Egypt: FB photo of a kiss sparks scandal

Egypt: photo of a kiss on Facebook sparks debate on the web 
Egypt: photo of a kiss on Facebook sparks debate on the web

(ANSAmed) - CAIRO, SEPTEMBER 16 - Egyptian activist Ahmed El-Gohary spoke to ANSA on Monday about a photo of a boy and a girl in a headscarf kissing, for which he has come in for criticism. The human rights defender, 38 years old and working with one of the country's largest NGOs, said that he had shared the photo ''on Facebook with a non-Egyptian friend, with whom I was exchanging views on social rights in Egypt, and now I wonder why this photo - which I liked a lot - has sparked all this debate'', he said. The photo has made him a household name and shows the couple kissing against a background of graffiti. The photographer is unknown. ''Even my friends have forgotten all the country's problems and simply focused on this photo, which just shows a kiss,'' he said. ''They refuse to understand that this is personal freedom that they are violating.
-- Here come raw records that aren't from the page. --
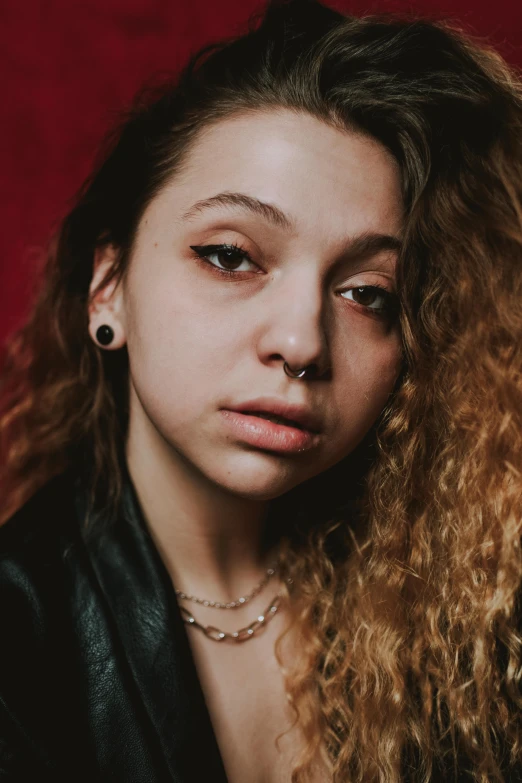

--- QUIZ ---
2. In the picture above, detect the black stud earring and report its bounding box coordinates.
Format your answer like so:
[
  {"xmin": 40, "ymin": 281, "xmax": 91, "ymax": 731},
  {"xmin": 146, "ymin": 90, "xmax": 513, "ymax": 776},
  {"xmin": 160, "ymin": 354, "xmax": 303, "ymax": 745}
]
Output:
[{"xmin": 96, "ymin": 324, "xmax": 114, "ymax": 345}]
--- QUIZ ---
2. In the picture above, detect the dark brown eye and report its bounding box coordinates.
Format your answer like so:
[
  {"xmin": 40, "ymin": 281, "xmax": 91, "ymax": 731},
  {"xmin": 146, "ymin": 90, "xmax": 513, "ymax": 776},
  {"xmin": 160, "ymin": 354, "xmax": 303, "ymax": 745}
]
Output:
[
  {"xmin": 190, "ymin": 245, "xmax": 253, "ymax": 272},
  {"xmin": 341, "ymin": 285, "xmax": 392, "ymax": 312}
]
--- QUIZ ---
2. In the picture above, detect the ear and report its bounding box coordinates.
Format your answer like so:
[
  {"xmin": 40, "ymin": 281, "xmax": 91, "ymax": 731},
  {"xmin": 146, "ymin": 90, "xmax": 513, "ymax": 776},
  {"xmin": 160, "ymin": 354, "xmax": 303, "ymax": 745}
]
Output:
[{"xmin": 88, "ymin": 245, "xmax": 127, "ymax": 350}]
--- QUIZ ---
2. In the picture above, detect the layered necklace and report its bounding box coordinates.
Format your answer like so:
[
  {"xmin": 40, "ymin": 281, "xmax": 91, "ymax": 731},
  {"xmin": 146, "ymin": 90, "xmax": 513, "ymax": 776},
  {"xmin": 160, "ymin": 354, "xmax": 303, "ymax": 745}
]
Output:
[{"xmin": 176, "ymin": 558, "xmax": 292, "ymax": 643}]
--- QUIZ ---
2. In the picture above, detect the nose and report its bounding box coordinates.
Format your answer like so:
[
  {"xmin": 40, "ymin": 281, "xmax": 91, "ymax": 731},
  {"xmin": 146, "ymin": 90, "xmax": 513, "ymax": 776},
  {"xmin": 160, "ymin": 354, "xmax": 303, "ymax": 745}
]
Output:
[{"xmin": 258, "ymin": 270, "xmax": 331, "ymax": 379}]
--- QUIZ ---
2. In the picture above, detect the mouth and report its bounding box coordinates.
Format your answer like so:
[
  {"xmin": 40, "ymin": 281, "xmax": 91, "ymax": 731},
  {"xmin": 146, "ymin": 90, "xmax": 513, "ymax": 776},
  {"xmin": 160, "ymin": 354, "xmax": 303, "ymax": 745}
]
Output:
[{"xmin": 241, "ymin": 411, "xmax": 304, "ymax": 432}]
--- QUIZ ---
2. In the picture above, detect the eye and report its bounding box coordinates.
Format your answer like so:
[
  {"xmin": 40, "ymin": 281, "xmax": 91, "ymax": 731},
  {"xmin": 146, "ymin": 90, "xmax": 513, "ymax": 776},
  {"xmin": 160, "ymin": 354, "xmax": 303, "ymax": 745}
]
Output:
[
  {"xmin": 190, "ymin": 245, "xmax": 256, "ymax": 275},
  {"xmin": 341, "ymin": 285, "xmax": 397, "ymax": 315}
]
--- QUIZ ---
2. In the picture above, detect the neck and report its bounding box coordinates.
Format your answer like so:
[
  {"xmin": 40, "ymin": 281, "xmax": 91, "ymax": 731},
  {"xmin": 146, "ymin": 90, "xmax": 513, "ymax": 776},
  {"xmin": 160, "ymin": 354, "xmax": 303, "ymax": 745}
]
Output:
[{"xmin": 126, "ymin": 410, "xmax": 277, "ymax": 602}]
Even if the girl is wearing a headscarf, she has every right to express her feelings however she wants,'' Ahmed said, criticising the ''insults'' posted on his Facebook page.

''You've got to delete this photo, because you are a Muslim, and you must be punished'', ''Congratulations, you've lost all your sense of a true man, jealous of his own religion'' and ''I do not want to be your friend so long as this photo is on your Facebook page'' are some of the comments - though the photo also garnered eighty-some ''likes''. ''Even my own freedom to post a photo that I like very much has been violated by all manner of insults and criticism,'' the activist said, who noted that these reactions bode ill for the country in general. ''Unfortunately, after such an important revolution like ours, the people - and even educated people - still have this mentality: kisses in the street are to be incriminated, but when young people die in the same streets no one reacts....''. ''Individual freedoms have been entirely violated both by Islamists, who are incessantly rummaging among our feelings, and by those governing now, with special laws that protect only power.'' ''I am pessimistic both about the future of respect for human rights and an exit from the current crisis, which the country is plunging deeper into every day,'' he underscored. ''Egypt is experiencing large-scale defeat and no one knows how we will get out of it.'' (ANSAmed).